I meant to say jsr-166y rather than nio 2. I am using jsr-310 (new
date time) and jsr-166y (fork join framework) on jdk6. No, I'm not
compiling them myself, the projects provide jdk6 compatible binary
releases. I'm not using nio.2 on jdk6 and I don't think that works
with jdk6.

The jsr-310 date time stuff is really excellent. It works well on
jdk6, but obviously other jdk6 libraries like JDBC don't support it,
so you have to do your own manual conversion. Also, third party
libraries, like Google, provide their own custom Date Time library,
since jsr-310 isn't officially out. It will be nice, when everything
standardizes one common excellent library.

The fork join framework is very fast: I wrote my own quicksort
benchmarks. I was sure I could write more efficient multi-threading
code, and I could not.

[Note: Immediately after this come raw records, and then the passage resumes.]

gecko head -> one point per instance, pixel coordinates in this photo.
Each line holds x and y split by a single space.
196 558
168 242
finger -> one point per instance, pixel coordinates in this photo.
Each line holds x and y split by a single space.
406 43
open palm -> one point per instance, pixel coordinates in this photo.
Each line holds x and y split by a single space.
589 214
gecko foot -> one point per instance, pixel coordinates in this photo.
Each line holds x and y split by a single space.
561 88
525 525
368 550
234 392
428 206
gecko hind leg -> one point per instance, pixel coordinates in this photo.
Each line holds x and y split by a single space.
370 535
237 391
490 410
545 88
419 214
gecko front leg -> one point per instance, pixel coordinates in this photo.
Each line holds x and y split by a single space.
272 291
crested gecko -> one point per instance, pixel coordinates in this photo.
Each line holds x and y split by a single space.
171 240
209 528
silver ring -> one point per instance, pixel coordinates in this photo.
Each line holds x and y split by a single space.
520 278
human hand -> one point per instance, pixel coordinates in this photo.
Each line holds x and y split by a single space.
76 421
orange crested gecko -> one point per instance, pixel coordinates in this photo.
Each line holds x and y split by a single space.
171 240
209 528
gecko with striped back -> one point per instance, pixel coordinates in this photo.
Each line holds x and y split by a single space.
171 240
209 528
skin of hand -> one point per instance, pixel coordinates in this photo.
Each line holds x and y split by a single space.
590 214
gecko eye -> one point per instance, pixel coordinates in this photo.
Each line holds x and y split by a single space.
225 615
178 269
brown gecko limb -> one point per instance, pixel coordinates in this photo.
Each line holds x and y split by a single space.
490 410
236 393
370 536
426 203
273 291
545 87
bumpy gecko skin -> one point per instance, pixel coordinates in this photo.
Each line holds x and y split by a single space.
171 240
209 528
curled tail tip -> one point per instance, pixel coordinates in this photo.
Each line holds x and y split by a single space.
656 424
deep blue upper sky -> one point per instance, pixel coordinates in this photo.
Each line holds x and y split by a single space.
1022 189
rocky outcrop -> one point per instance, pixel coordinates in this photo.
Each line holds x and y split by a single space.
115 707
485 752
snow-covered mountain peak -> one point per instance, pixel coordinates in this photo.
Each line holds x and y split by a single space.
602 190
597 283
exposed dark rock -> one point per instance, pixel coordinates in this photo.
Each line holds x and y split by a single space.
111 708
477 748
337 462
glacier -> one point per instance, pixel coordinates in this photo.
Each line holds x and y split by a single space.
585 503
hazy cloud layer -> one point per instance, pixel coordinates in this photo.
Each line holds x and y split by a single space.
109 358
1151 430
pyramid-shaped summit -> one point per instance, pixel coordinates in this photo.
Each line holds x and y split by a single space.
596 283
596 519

However, it doesn't need other library support
like a date/time library does, so there is not much advantage to a
blessed jdk7 release over using the jdk6 release.

On Sep 12, 6:44 pm, Paul King <pa...@asert.com.au> wrote:
> When you say using them on jdk6, are you compiling them yourself?
>
> Thanks, Paul.
>
>
>
> On Thu, Sep 9, 2010 at 7:57 AM, clay <claytonw...@gmail.com> wrote:
> > I've been using jsr-310 and nio2 on jdk6, but third party libraries
> > won't support them until they are in a released jdk.